I am particularly fond of Anderson's plain old commercial work and lettering.
Also, winsome yet unsettling tailpieces and vignettes like the two immediately above, and children's primers (like "dunce" above)
influenced Edward Gorey's style of illustration.
Also, winsome yet unsettling tailpieces and vignettes like the two immediately above, and children's primers (like "dunce" above)
influenced Edward Gorey's style of illustration.
In rooting around today, attempting to do some research on engraving for a new book, I came across the massive and awe-inspiring collection of work by Alexander Anderson. Anderson (1775-1870) is considered one of America’s earliest and finest wood-engravers (completely different from the steel bank note engraving I was looking for and thus, of course, I spent my entire day perusing unrelated materials...), similar in style and artistry to the great (earlier) British engraver Thomas Bewick.
Born in New York City to Scots immigrant parents Anderson was completely self-taught. In his young adulthood he made and sold engravings in his spare time to help finance his way through the Columbia medical program. He married early, and practiced medicine only briefly, giving it up and turning to engraving full time when his wife and infant son died in a yellow fever epidemic in 1798. He remarried and went on to have six children. It is through his family that some of his original work --proof scrap books and original artwork, some tools--was saved and handed down (evidently with touching marginalia like "I saw Grandpa make this, Spring 18xx, when I was 10"), eventually residing in the New-York Historical Society.
True to form, the Historical Society has nothing online and the items are likely collecting dust in their acid-free, archival sarcophagi. The New York Public Library, on the other hand, has a truly magnificent and overwhelming digital archive of sixteen of Anderson's scrapbooks, containing close to 10,000 wood-engraving proofs of his work for books and journals but also for business letterheads and other commercial ephemera. He drew everything: anatomical illustrations, children's primers, Egyptian scenes, steamships, slave scenes, polar bears, printing presses, lottery tickets, domestic parables, factories, famous men in history, scenes from Shakespeare, and labels for toothpaste. Anderson's work spans an incredible seventy years— he made his last engraving in 1868, at 93 years of age— and it's amazing to see the stylistic changes in dress, transportation and lettering styles.

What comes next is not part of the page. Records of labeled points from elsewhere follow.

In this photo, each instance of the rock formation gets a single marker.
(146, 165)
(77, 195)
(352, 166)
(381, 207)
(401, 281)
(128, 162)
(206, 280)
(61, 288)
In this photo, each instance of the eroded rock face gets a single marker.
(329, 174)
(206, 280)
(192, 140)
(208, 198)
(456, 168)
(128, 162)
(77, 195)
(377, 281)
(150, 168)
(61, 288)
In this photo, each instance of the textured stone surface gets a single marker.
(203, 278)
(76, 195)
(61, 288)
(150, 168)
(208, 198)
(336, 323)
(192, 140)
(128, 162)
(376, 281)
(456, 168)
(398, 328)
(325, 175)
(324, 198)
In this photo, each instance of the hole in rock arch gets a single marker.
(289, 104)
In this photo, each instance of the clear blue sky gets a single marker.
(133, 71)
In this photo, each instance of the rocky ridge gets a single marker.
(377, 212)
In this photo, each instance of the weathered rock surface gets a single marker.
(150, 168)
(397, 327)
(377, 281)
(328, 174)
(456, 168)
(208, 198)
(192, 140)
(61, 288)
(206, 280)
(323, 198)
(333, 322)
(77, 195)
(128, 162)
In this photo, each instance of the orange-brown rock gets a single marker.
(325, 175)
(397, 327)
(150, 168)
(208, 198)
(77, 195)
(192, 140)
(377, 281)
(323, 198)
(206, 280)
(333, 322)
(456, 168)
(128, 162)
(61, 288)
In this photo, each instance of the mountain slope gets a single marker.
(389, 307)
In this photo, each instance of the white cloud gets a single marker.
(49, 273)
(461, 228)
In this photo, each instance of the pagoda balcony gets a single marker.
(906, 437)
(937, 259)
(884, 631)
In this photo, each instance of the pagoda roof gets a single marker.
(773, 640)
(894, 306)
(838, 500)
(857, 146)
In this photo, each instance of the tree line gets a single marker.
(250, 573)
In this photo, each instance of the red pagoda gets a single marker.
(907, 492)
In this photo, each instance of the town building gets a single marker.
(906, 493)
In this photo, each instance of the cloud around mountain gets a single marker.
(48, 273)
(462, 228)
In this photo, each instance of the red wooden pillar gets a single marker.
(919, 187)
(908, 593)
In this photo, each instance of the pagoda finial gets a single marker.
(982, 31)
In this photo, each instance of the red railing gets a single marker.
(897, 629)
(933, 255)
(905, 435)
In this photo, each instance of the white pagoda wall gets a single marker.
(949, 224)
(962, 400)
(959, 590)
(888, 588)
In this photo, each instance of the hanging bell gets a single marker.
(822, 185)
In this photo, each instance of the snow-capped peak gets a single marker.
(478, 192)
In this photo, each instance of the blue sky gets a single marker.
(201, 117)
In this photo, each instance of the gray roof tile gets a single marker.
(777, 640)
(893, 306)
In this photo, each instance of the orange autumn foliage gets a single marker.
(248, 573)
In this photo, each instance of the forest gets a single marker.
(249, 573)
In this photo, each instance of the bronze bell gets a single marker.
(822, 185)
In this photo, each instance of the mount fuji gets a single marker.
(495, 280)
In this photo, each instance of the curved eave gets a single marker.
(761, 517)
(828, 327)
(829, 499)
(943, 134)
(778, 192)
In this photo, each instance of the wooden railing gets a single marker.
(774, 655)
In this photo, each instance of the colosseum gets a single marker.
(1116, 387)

updated: I've posted a few of his simple vignettes and commercial lettering only since I find those most evident of hand craft and the most poignant, really. Everything he did seems to have an effortless charm and impeccable execution —even lowly commercial work. All this craft and beauty for utterly inconsequential things like pins; an artisan of the throw-away.
2 comments:
I am not sure how I landed on your blog but I am glad I did.
The eclectic visuals and often witty commentary have me enthralled, plus, I love old stuff, other people's memories. Much nicer than reality TV.
X David, NYC
Thank you David for the very kind words. I'm glad you landed where you did.